What will that fix look like? Noorani offered three hard criteria for any successful bill. First, it must create a pathway for quick legalization of existing undocumented workers, so they can stop living underground and be counted. Second, it has to continue America’s tradition of family reunification. Point systems encourage solitary immigrants, who arrive without any community or personal support infrastructure. When families arrive together and join up into immigrant communities, they’re far more successful, and ultimately assimilate more smoothly. Third, it needs to be viable over the long run: if it doesn’t allow us to process future immigrants in a sane, reasonable, timely way, we’re going to keep having this conversation over and over in the future.

We also need to oppose any proposal to eliminate the Constitutional guarantee of birthright citizenship; recognize border-wall proposals as the boondoggles and gimmicks that they are; and reject any bill that makes undocumented workers into instant felons—a move that would drive them even further underground.

Ray Marshall, who was Jimmy Carter’s labor secretary and is now teaching at the University of Texas, concluded the panel with a positive vision what the world could look like if reform succeed. He sees immigration reform as an integral part of a larger shared prosperity, because our immigrants would be fully empowered to succeed and contribute to America’s culture and economy. And it’s the necessary first step to improving protections for native-born American workers as well.

But first, Marshall continued, we need to convince the other side that maintaining the status quo is no longer an option—and that if they oppose it, they will be overridden in Congress. “We will have more immigrants in five years. The question is: on what terms, and how do we use the immigration process to support our shared prosperity agenda? We need a system that’s fair, transparent, and in the best interest of the country.”

Furthermore, said Marshall, we need to think globally.
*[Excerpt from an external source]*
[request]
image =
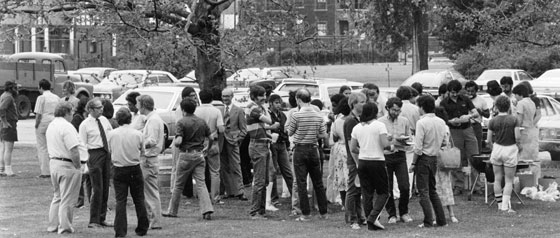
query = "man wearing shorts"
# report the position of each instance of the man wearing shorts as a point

Five or ten years on, we might include Canada and Mexico in this “shared prosperity agenda,” harmonizing the labor and immigration laws of all three countries in ways that discourage immigration from Mexico. “And then the world would be talking about the North American miracle, about how shared prosperity set a new standard of living for the entire hemisphere.”

As the panel ended, the panelists and audience reflected on how much more useful it is for progressives to organize around ideas and goals, instead of cultural identities. Salas talked passionately about the importance of finding strength in your own identity — but then reaching out beyond that to join with others to create a progressive vision we can all share. We all want the same things for ourselves and our children — but because our issues are all so deeply interwined, we can only get those things by working together.